No Brasil, já existem selos e certificações que garantem a não realização de testes em animais e o não uso de componentes de origem animal na formulação dos mais diversos produtos, como embutidos, sabonetes, xampus, maquiagem, esmaltes e produtos de limpeza. A informação pode ser encontrada nos rótulos.

E é cada vez mais comum encontrar no mercado opções veganas de marcas convencionais. “O empresário está atento e é importante que possa se posicionar nesse setor.
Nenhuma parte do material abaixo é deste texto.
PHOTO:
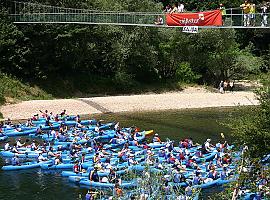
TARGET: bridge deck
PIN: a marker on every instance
(23, 12)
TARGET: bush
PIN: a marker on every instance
(124, 80)
(11, 87)
(185, 74)
(2, 99)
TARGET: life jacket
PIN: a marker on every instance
(177, 178)
(156, 139)
(223, 175)
(76, 168)
(181, 156)
(95, 176)
(161, 154)
(196, 180)
(14, 161)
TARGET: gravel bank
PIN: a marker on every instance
(189, 98)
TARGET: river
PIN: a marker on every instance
(199, 124)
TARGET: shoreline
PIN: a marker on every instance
(190, 98)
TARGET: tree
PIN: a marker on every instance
(253, 129)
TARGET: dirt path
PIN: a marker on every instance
(189, 98)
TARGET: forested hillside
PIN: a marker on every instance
(77, 60)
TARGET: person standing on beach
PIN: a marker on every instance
(264, 15)
(221, 87)
(223, 13)
(246, 9)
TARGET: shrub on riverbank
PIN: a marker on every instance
(12, 88)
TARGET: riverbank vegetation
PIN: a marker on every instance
(78, 60)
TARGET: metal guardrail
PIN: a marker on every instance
(23, 12)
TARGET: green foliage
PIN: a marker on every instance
(253, 128)
(13, 88)
(185, 74)
(79, 59)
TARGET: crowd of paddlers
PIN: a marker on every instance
(130, 162)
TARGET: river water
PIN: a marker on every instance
(199, 124)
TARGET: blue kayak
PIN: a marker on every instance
(27, 165)
(86, 181)
(3, 138)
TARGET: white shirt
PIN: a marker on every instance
(97, 129)
(207, 145)
(19, 144)
(41, 158)
(181, 8)
(7, 146)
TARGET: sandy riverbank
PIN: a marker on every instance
(188, 98)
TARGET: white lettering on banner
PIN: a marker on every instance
(190, 29)
(186, 21)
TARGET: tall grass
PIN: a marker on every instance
(13, 88)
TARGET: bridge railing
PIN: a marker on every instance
(23, 12)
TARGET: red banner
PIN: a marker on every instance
(209, 18)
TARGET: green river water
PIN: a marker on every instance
(199, 124)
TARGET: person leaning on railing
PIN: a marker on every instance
(223, 13)
(246, 9)
(264, 14)
(252, 14)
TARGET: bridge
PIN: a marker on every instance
(27, 13)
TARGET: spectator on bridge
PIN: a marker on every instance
(252, 14)
(168, 9)
(223, 13)
(264, 15)
(174, 10)
(180, 7)
(159, 20)
(246, 9)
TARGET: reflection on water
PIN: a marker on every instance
(49, 185)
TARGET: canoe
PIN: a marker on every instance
(27, 165)
(24, 154)
(86, 174)
(16, 133)
(3, 138)
(87, 182)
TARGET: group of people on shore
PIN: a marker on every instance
(226, 86)
(248, 8)
(249, 11)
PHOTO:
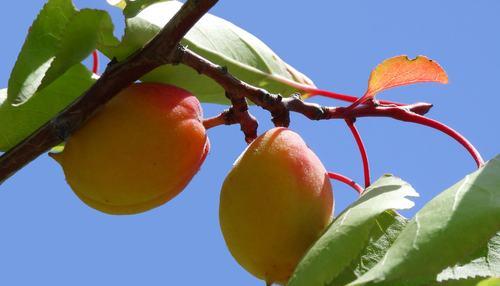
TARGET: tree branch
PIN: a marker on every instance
(117, 76)
(280, 107)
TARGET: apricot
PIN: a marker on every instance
(275, 202)
(138, 152)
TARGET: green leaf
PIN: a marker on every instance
(387, 227)
(135, 7)
(449, 228)
(484, 263)
(349, 233)
(86, 30)
(117, 3)
(218, 40)
(39, 49)
(18, 122)
(490, 282)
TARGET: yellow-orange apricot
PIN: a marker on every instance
(275, 202)
(139, 151)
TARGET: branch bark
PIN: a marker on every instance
(117, 76)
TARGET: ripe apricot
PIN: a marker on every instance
(274, 204)
(139, 151)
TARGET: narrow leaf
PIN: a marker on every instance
(349, 233)
(39, 49)
(401, 70)
(17, 122)
(216, 39)
(449, 228)
(484, 263)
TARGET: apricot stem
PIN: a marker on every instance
(214, 121)
(346, 180)
(362, 150)
(343, 97)
(95, 62)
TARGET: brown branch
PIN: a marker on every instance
(237, 114)
(117, 76)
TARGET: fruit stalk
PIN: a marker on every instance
(116, 77)
(346, 180)
(362, 151)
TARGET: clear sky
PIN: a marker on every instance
(49, 237)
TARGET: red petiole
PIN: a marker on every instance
(362, 151)
(345, 180)
(95, 62)
(422, 120)
(406, 116)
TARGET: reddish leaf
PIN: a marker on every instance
(401, 70)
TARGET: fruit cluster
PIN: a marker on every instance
(146, 144)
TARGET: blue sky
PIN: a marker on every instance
(48, 237)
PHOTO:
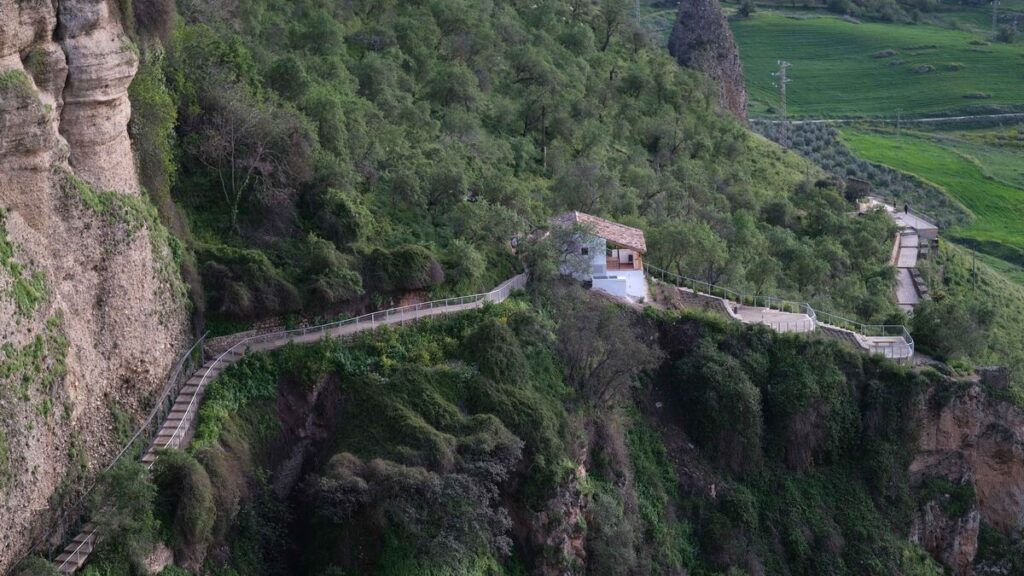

Os clientes estão buscando rever seus hábitos e é possível se adaptar pra atendê-los”, explica o gestor do projeto de gastronomia do Sebrae ES, Ubirajara Nascimento.

Pensando nisso, a empresária Lívia Lanna, 25 anos, abriu a cafeteria Pepí, na Praia do Canto, em Vitória. Por lá, não há o uso de leite, ovos ou trigo. Esses produtos são substituídos, então, por leite de amêndoas e de coco, requeijão à base de inhame e “cream cheese” feito com castanha de caju.

Lívia Lanna fomenta o mercado vegano com sua Cafeteria e Bistrô Pepí, na Praia do Canto, em Vitória. Foto: Chico Guedes
Lívia Lanna fomenta o mercado vegano com sua Cafeteria e Bistrô Pepí, na Praia do Canto, em Vitória. Foto: Chico Guedes

Vegano X Vegetariano X Natural

Nem tudo que é vegano ou vegetariano é natural e nem tudo que é natural é vegano ou vegetariano. Você pode ser vegano e consumir produtos processados e industrializados e, por outro lado, adotar hábitos de consumo de produtos naturais, mas consumir produtos de origem animal.

O que é veganismo

É um estilo de vida que busca excluir todas as formas de exploração e crueldade dos animais, seja na alimentação, no vestuário e outras formas de consumo.

Na alimentação

O vegano não come carne de nenhum tipo, nem alimentos de origem animal, como leite, queijos, manteiga, ovos, mel, banha, corante cochonilha (feito a partir de um besouro torrado) e gelatina. Alternativas: Além de uma infinidade de alimentos naturais para uma dieta equilibrada (como frutas, verduras, legumes, grãos, hortaliças, sementes e cereais), o mercado hoje oferece alimentos processados e industrializados veganos, sem falar nas crescentes opções de restaurantes e cafés voltados para o público.

No vestuário

Não veste roupas ou sapatos feitos de couro, lã, seda e penas, entre outros. Alternativas: napa, lona, couro vegetal e outros sintéticos.

Na higiene

Não consumem cosméticos testados em animais ou que possuam componentes animais na sua formulação e evitam medicamentos, como sabonetes feitos de glicerina animal, maquiagem contendo cera de abelha, xampu com tutano de boi, entre outros. Alternativas: o mercado na área cosmética também é crescente e há muitas opções de sabonetes, xampus e condicionadores, maquiagem e esmaltes veganos. Os rótulos, nesses casos, trazem informações como “produto não testado em animais” e “ produto livre de ingredientes animais” ou selo de certificação vegano. Além dos produtos, há salões de beleza especializados no atendimento a esse público

Em outras áreas

O vegano não trabalha com exploração animal, como venda de animais em pet shop ou venda de produtos com origem animal (como roupas, bolsas e sapatos de couro), e não apoia diversões que exploram animais, como circo com animais, rodeio, caça, pesca, etc.

Vegetarianismo

É um regime alimentar que exclui todos os tipos de carne da dieta, mas não necessariamente todos os produtos de origem animal. Por isso, algumas subdivisões são consideradas:
Ovolactovegetarianismo: consome ovos, leite e laticínios
Lactovegetarianismo: consome leite e laticínios
Ovovegetarianismo: consome ovos
Vegetarianismo estrito: não se alimenta de nenhum produto de origem animal. Diferentemente do vegano, porém, a restrição é somente na alimentação.